New rules are being considered by the Education Department that would restrict school library content and require school staff to inform parents of major changes to a student's identity at school.
The proposals were one of the first major actions taken by the state's public education leader.
If the rules are put in place, some parents and advocates are concerned that they would harm the LGBTQ students and undermine the trust in school staff. Most of the targeted library materials center LGBTQ characters or themes, and districts have policies in place to review and reexamine them.
Public school staff, including school counselors, would have to report when a student uses a different name, pronoun or other aspects of social transition to their parents, regardless of the potential harm they face at home.
Comments can be submitted in writing to the department during the public hearings. The rules will be considered by the state Board of Education and the Legislature if they are adopted.
It could be dangerous for a lot of vulnerable young people, whether or not they are trans, if the rule is put in place.
According to the press release, the parent's rights rule proposal is meant to reinforce the Oklahoma parents' bill of rights.
The questions of sex, morality, or religion will only be decided by Oklahoma parents. The Oklahoma Watch interview request was not responded to by the man.

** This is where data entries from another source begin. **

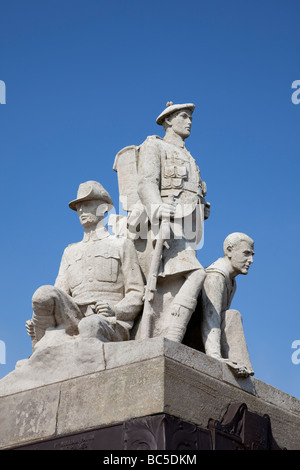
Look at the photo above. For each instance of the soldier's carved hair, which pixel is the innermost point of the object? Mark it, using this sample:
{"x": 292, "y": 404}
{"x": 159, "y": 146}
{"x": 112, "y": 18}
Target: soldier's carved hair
{"x": 234, "y": 239}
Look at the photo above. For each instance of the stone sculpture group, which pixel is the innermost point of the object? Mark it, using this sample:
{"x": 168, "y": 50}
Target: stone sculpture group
{"x": 145, "y": 280}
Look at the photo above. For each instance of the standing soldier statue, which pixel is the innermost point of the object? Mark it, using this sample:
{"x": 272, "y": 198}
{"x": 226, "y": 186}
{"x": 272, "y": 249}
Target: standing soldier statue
{"x": 168, "y": 187}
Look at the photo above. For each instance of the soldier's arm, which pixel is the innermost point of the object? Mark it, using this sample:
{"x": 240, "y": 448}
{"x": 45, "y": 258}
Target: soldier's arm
{"x": 62, "y": 280}
{"x": 128, "y": 308}
{"x": 212, "y": 296}
{"x": 149, "y": 168}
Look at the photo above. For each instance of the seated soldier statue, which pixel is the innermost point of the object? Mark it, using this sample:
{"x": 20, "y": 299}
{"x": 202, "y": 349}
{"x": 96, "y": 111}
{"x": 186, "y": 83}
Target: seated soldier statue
{"x": 98, "y": 276}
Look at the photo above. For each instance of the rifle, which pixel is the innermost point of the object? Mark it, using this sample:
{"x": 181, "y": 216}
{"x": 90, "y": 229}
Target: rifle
{"x": 148, "y": 312}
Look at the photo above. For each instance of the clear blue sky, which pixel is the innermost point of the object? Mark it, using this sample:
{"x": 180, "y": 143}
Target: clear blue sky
{"x": 87, "y": 78}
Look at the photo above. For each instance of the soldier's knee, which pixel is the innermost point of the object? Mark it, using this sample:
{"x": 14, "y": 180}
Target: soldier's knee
{"x": 43, "y": 295}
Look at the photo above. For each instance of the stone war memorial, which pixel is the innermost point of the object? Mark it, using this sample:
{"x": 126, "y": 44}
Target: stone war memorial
{"x": 135, "y": 346}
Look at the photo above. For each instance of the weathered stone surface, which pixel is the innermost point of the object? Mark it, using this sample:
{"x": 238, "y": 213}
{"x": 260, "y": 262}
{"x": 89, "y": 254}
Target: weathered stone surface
{"x": 56, "y": 357}
{"x": 146, "y": 378}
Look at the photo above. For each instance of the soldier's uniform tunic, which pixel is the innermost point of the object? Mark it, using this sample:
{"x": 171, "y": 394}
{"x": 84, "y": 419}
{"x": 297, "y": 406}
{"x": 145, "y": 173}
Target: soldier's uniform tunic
{"x": 167, "y": 172}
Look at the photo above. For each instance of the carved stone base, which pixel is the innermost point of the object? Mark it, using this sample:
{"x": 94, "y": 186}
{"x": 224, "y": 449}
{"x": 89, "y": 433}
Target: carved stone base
{"x": 239, "y": 430}
{"x": 165, "y": 390}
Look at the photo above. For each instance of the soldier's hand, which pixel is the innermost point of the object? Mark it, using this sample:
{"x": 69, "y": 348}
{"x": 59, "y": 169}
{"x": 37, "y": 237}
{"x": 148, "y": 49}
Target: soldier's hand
{"x": 104, "y": 309}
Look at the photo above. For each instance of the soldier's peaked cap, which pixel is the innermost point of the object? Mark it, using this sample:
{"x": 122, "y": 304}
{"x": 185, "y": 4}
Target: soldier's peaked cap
{"x": 91, "y": 191}
{"x": 172, "y": 108}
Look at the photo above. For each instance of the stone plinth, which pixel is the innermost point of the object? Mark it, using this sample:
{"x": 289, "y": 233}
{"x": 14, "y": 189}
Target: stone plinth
{"x": 141, "y": 379}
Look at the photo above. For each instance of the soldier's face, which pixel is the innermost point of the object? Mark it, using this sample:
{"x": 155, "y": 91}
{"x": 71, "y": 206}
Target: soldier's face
{"x": 89, "y": 212}
{"x": 181, "y": 123}
{"x": 241, "y": 257}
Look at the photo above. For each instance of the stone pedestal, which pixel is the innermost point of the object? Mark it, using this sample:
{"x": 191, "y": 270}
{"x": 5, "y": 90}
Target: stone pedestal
{"x": 156, "y": 385}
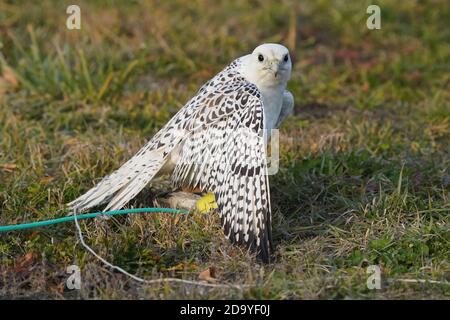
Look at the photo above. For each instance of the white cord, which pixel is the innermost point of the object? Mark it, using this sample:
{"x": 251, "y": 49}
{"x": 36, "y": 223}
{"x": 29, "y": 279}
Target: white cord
{"x": 134, "y": 277}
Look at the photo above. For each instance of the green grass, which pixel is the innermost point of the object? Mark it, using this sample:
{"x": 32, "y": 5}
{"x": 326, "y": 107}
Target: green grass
{"x": 365, "y": 171}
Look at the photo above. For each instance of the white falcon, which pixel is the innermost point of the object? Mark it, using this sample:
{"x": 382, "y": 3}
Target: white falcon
{"x": 214, "y": 142}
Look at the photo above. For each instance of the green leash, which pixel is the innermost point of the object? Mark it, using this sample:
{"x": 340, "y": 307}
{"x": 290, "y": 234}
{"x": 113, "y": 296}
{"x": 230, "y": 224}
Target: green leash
{"x": 87, "y": 216}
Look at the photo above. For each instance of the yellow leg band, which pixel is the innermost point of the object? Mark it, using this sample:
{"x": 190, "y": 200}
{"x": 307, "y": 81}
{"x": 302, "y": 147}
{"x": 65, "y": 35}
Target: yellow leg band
{"x": 206, "y": 203}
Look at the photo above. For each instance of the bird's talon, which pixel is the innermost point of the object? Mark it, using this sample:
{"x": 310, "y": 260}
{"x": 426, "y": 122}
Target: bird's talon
{"x": 206, "y": 203}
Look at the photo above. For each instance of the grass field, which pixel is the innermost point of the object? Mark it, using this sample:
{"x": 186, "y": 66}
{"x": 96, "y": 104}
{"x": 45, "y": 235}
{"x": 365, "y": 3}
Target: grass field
{"x": 365, "y": 170}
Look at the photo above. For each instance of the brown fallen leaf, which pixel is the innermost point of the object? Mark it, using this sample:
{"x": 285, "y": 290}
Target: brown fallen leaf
{"x": 208, "y": 275}
{"x": 9, "y": 167}
{"x": 46, "y": 180}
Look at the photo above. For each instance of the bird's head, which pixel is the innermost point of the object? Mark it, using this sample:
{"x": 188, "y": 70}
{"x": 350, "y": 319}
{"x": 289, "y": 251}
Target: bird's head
{"x": 269, "y": 65}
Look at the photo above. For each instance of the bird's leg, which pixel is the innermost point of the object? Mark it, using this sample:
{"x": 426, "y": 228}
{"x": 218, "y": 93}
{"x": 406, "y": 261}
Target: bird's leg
{"x": 191, "y": 189}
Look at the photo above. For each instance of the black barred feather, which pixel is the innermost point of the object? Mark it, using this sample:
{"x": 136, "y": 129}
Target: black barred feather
{"x": 222, "y": 151}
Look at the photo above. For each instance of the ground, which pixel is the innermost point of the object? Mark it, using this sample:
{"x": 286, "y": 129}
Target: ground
{"x": 365, "y": 159}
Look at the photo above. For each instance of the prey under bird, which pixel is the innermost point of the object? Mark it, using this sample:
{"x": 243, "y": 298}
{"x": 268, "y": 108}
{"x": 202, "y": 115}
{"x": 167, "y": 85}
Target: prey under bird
{"x": 214, "y": 142}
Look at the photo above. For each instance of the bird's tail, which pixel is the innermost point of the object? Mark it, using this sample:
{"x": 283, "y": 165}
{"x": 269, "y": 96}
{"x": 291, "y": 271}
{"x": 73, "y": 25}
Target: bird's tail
{"x": 126, "y": 182}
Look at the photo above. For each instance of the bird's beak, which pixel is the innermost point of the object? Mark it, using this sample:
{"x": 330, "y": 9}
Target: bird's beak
{"x": 275, "y": 67}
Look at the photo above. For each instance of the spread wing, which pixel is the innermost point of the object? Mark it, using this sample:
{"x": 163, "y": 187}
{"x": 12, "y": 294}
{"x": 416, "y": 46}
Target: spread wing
{"x": 225, "y": 153}
{"x": 220, "y": 131}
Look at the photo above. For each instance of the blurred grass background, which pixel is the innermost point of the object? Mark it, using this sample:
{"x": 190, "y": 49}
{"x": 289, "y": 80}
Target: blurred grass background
{"x": 364, "y": 176}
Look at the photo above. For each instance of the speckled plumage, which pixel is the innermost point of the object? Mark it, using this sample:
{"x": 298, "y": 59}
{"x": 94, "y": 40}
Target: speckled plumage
{"x": 220, "y": 147}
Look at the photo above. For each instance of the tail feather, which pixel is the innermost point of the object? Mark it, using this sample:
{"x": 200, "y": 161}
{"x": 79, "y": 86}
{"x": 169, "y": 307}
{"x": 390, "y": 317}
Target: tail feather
{"x": 127, "y": 181}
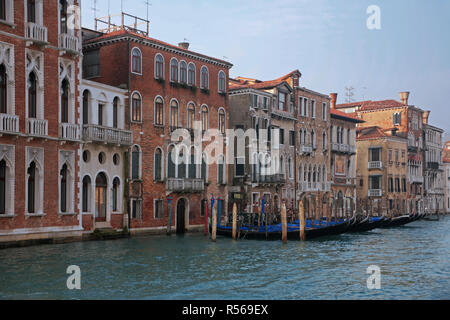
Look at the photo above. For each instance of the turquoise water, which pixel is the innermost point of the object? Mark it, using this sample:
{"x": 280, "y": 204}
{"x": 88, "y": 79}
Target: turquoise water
{"x": 414, "y": 262}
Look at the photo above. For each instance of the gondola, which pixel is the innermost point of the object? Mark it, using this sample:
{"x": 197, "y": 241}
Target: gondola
{"x": 273, "y": 232}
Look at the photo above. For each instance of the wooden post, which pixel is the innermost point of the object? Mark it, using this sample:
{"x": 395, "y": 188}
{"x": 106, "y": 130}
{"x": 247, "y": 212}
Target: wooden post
{"x": 283, "y": 223}
{"x": 234, "y": 220}
{"x": 214, "y": 223}
{"x": 301, "y": 212}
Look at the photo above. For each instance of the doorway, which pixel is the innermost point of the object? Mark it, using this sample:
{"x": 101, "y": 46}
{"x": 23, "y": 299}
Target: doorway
{"x": 181, "y": 216}
{"x": 100, "y": 197}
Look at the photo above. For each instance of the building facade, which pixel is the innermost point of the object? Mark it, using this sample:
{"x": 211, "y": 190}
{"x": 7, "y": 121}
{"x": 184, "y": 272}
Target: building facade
{"x": 382, "y": 186}
{"x": 169, "y": 88}
{"x": 407, "y": 122}
{"x": 39, "y": 120}
{"x": 343, "y": 159}
{"x": 434, "y": 192}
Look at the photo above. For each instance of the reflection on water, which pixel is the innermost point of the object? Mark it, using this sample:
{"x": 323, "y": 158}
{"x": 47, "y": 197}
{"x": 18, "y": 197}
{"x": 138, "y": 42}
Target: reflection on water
{"x": 414, "y": 262}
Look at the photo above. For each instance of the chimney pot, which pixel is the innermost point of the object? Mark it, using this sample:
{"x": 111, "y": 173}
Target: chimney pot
{"x": 333, "y": 97}
{"x": 184, "y": 45}
{"x": 404, "y": 96}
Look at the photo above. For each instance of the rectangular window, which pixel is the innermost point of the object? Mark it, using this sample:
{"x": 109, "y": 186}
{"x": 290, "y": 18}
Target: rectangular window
{"x": 159, "y": 209}
{"x": 91, "y": 64}
{"x": 239, "y": 164}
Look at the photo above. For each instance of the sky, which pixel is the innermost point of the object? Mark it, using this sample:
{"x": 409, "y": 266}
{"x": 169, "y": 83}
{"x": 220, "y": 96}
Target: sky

Material changes regarding a child's health, social or psychological development, as well as name or pronoun changes at school, should be disclosed to the child's parent or guardian.
Email submissions can be made to email@example.com. At 10 a.m., the sun goes down. Comments on school library content will be heard on Friday. Comments on parents' rights will be heard on Friday. 4:30 p.m. is the deadline for writing comments. It was Friday.
There will be hearings in Oklahoma City.
At 10 a.m. there will be another hearing. Changes will be made at 2 p.m. on Monday. The temporary rules that require students to use the bathroom that matches the sex on their birth certificate should be made permanent.
That goes all the way to the parents bill of rights. Similar bills have failed in the legislature. A provision that would require teachers to inform parents if they believe a student is gay or trans was added to the bill. The bill didn't make it to the floor.
The proposal seems to be moving through a different body with less scrutiny than it received at the legislature.
State agencies write administrative rules that carry the effect of law. The rulemaking process is usually uninteresting. The Oklahoma Parent Legislative Action Committee is a volunteer group that supports policies that support public schools.
The lack of due process is one of the many concerns of the Oklahoma Parent Legislative Action Committee. There is no way for school districts that do not comply with the rules to respond to accusations.
The proposals expand beyond the department's authority.
The agency seems to have overreached in setting rules that are more like laws. That pattern is worrying me because our current Supt thinks that is his job.
Four different proposals are being considered by the department.
There would be a ban on pornographic and sexualized content in schools if the rule was put in place. A written policy for reviewing library material would also be required.
The rule requires schools to inform parents of sex education material and affirm the parent's right to look at it. The material can be objected to by parents and schools have to honor partial objections. Sex education is compulsory in many public schools. The rule would prohibit school staff from coercing or encouraging a student to lie to their parents and require schools to tell parents about material changes that are important to their child.
Changes due to new laws include driver's education, state testing for immigrant students, and concurrent enrollee.
The emergency rules for school bathroom use are permanent. It requires schools to provide access to a single-stall restroom for those who don't want to use the shared restroom and to designate multi-person restrooms for males and females.
You can find the full text of the rules on the website.